Brainstorm Hour. Project Management Workshop by Nick Wilkinson

 

Last month, members from the digital team attended a Project Management Workshop in Vancouver. During this workshop, the Speaker, Nick Wilkinson, covered two central themes: managing projects (“stories”), and the people (“characters”) involved.

According to the Project Management Institute, projects are “a temporary endeavour undertaken to create a product or service.”

However, a more accurate definition according to Doug DeCarlo, an extreme Project Manager, a project is “a complex, self-correcting venture in search of the desired results.”

This workshop simplified those definitions and narrowed it down to a core idea: projects are stories with a beginning, middle and an end. The project manager is the author of the story. The characters in the story are the people you’ll have to interact with over the course of the project, each with their own agenda.

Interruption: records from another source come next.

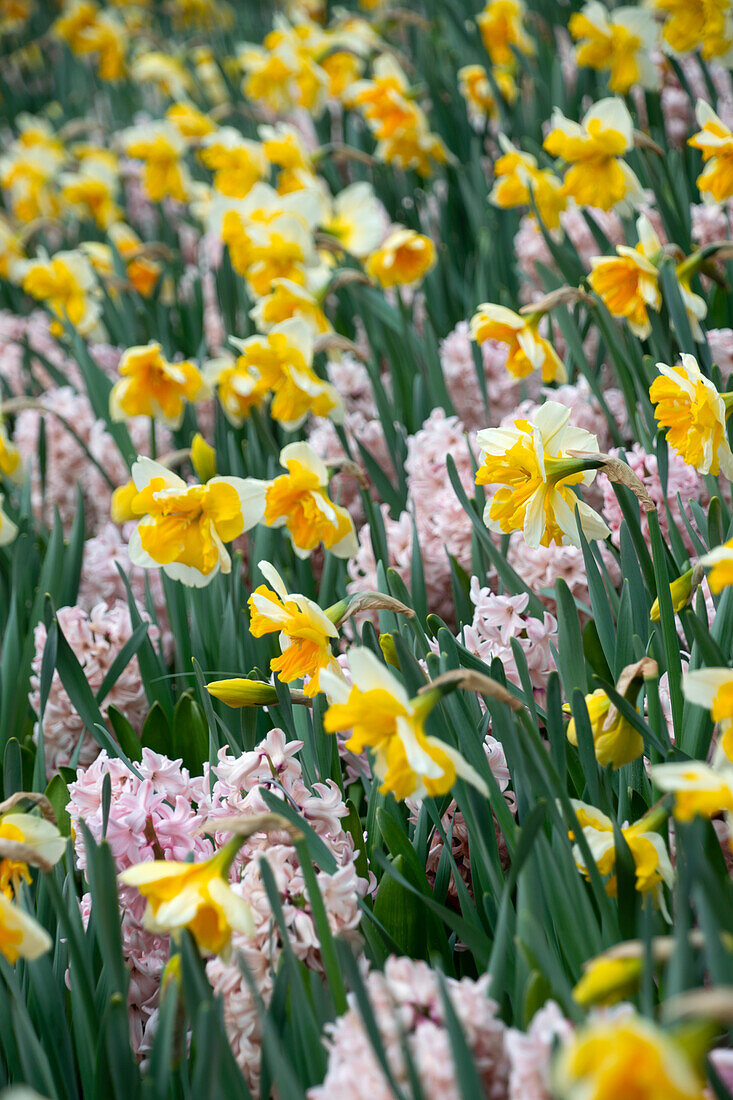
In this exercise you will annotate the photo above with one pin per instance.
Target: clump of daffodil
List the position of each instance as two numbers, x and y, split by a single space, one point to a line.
714 140
536 466
161 149
152 386
624 1056
720 563
592 151
615 740
698 24
647 848
628 283
693 413
520 182
66 285
620 42
383 718
196 897
299 502
403 260
237 162
527 350
183 528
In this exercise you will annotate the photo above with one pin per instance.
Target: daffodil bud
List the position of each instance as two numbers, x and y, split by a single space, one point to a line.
204 458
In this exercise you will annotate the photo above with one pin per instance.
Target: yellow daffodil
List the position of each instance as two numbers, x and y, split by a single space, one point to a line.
699 789
142 271
520 182
536 465
624 1056
305 630
620 42
184 527
66 285
237 162
357 219
8 529
593 149
714 140
404 259
502 29
616 741
288 300
693 413
10 460
382 717
628 283
477 90
190 123
21 936
299 502
277 363
90 193
647 848
697 24
41 840
196 897
608 980
151 386
161 149
164 72
720 562
526 350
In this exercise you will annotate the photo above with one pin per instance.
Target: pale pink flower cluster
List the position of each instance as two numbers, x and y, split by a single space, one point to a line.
96 637
151 817
273 765
503 391
101 581
681 480
496 620
408 1009
66 461
529 1053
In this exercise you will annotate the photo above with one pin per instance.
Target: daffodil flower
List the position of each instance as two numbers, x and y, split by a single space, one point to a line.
299 502
152 386
305 630
647 848
624 1056
520 182
536 465
526 350
184 527
593 149
21 936
628 283
404 259
382 717
196 897
621 42
37 839
693 413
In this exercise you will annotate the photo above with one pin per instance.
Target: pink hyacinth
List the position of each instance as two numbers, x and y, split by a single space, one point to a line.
529 1053
496 620
408 1008
96 637
237 791
151 817
682 481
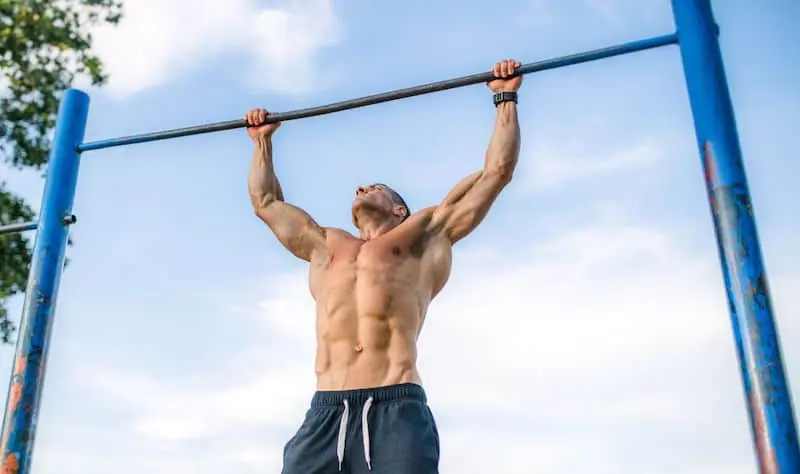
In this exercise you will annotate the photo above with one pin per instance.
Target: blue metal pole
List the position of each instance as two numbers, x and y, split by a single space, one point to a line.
27 376
758 349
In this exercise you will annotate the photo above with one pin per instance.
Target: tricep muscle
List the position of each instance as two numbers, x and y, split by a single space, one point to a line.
294 228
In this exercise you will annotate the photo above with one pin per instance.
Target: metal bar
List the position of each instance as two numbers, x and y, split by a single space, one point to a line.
28 372
757 345
587 56
17 228
26 226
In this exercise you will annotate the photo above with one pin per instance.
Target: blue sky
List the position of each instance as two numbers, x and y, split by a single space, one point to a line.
585 323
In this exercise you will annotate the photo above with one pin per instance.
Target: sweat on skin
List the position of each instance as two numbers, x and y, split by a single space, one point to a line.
372 292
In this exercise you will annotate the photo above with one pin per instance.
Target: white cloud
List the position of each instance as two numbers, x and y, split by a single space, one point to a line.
560 355
160 41
553 165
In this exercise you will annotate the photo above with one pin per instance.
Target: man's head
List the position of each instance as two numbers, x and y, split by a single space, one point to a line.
380 204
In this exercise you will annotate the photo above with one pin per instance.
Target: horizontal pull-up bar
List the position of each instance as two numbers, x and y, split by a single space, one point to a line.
554 63
26 226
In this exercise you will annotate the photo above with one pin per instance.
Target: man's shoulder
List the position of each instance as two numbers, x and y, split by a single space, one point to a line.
336 233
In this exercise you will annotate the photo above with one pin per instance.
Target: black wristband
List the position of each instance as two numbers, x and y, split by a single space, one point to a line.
505 97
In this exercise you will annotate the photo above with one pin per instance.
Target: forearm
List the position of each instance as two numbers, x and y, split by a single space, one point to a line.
504 146
262 183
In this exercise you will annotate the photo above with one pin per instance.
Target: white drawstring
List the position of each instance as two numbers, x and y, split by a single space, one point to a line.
342 434
365 431
364 428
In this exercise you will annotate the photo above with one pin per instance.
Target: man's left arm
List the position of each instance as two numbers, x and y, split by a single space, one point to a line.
470 200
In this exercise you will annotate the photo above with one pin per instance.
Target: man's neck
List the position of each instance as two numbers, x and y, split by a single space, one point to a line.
370 229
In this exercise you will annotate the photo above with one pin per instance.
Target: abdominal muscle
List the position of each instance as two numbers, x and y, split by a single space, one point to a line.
368 320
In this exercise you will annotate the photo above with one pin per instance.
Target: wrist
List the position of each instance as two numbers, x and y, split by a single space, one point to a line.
501 97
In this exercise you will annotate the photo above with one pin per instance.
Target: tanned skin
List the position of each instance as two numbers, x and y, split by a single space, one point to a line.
372 291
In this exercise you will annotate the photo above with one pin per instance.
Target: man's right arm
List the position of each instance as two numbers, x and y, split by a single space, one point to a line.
293 227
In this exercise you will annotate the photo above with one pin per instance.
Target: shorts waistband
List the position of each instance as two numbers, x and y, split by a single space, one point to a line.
359 396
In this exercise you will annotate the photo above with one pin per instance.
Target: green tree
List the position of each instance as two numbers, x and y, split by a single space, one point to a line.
44 46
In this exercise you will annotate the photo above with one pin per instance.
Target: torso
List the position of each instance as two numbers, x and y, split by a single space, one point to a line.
371 299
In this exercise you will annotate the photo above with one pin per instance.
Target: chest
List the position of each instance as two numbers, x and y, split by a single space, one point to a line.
390 261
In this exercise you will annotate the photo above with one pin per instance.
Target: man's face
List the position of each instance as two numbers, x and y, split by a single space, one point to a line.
375 197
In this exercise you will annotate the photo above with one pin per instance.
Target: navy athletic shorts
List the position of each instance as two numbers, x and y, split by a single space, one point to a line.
385 430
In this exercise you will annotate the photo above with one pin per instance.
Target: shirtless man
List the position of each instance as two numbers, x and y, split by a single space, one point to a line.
372 293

The characters of the story or project are often organization-specific. It is always important to identify who owns the project and what everyone’s level of engagement and influence is. We also learned that it is essential to watch out for the “Anti-Project” Characters during this process:

Parachuters – People who come out of nowhere and micromanage aspects of your project, then leave.
Faux-PMs –  People who think they are the PM, from start to finish
The Haters – People who don’t think they need a PM
The Mayors – People who make promises they won’t keep


As project managers, we face many challenges. In most projects, the quality of work on a project is constrained by three interlinking elements: budget, scope (features), and deadlines. The project manager can choose between constraints; however, changes in one obstacle necessitate changes in others to compensate, or quality will suffer.

The second challenge is ambiguity. The following graphic summarizes what the client wants vs. what they need and how everyone involved in the project interprets it. The best way to remove ambiguity by asking questions. Never assume anything when things are unclear and do not be afraid to ask questions.

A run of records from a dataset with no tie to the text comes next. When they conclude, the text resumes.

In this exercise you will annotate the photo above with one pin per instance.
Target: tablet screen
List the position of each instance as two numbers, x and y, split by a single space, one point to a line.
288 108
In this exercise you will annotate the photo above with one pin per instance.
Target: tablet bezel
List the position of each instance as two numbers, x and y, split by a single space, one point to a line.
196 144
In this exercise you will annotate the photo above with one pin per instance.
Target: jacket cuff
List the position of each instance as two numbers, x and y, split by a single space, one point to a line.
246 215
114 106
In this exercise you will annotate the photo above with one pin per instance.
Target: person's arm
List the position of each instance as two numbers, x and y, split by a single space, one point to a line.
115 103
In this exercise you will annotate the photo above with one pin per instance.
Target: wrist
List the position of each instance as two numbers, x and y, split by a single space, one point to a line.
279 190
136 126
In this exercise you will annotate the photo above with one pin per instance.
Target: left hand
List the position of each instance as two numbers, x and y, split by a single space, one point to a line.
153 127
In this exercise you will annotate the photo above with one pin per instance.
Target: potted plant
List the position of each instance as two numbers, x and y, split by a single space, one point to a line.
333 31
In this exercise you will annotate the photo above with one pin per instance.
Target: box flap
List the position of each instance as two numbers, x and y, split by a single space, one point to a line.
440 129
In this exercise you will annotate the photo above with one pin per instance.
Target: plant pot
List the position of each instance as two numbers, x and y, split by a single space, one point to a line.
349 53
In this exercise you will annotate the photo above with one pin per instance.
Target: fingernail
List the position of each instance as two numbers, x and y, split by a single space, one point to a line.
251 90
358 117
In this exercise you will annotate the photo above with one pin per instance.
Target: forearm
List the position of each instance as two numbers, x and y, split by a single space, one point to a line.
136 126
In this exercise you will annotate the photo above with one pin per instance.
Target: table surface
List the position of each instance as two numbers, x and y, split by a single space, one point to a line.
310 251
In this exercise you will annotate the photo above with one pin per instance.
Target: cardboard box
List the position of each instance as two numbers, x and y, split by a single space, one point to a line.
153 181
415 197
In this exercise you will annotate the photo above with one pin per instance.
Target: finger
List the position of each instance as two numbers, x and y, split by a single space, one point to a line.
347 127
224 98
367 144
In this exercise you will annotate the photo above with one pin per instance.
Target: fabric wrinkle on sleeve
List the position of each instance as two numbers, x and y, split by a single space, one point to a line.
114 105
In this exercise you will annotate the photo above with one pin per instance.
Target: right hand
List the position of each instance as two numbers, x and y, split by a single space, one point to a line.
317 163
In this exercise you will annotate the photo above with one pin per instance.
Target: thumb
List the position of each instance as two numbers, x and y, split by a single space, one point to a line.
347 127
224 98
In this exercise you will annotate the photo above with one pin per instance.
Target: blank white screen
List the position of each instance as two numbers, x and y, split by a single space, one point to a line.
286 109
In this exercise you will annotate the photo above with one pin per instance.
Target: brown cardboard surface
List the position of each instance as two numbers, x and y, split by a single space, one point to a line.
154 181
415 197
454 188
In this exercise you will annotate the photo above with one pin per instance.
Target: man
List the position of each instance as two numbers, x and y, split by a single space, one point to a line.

Lastly, the final challenge we face is expectations. You don’t want to commit to delivering less than you know is achievable but equally, you don’t want to promise more than you can realistically deliver – that’s just setting the project up for certain failure. Here is what you can do to set proper expectations.

  1. Start at the discovery phase. Get involved with managing and setting realistic expectations as soon as possible so that you can influence deadline settings.
  2. Make sure the project scope always stays clear.
  3. Communicate, communicate, communicate with all stakeholders.
  4. Adjust expectations as soon as necessary.
  5. Hold productive meetings on a regular basis.

Many people are uncomfortable with the thought of a process because they think of it as “rules” they need to follow. However, without a transparent, well-understood process that the team has bought into, the project is going to fail. Processes should be more like promises; they require persuasion and buy-in, not strong-arming and demands compliance. Processes also need to be discussed with the team up front, so everyone knows what to expect ahead of time. The process needs to be reinforced throughout the project and only bend if a storm hits, not break.

At any given time of a project, the Project Manager’s role should be encompassing the following:

  • Evaluating whatever project information is on hand, including the past
  • Making sure everyone and everything is on the same page right now (managing the present)
  • Always looking out for risks and figuring out what to do about it
  • Communicating regularly and what is expected at the end of the current phase

What we learned from the workshop is simple: a commitment to the process is what’s going to make your stories turn out well. To keep project-level expectations, the Project Manager should be focused on knowing what phase they are in the project. At the end, it’s also critical to review what went right and what didn’t with the whole team after every project. Having that postmortem review with all the stakeholders including your client can assure your next story to start with a better and stronger beginning.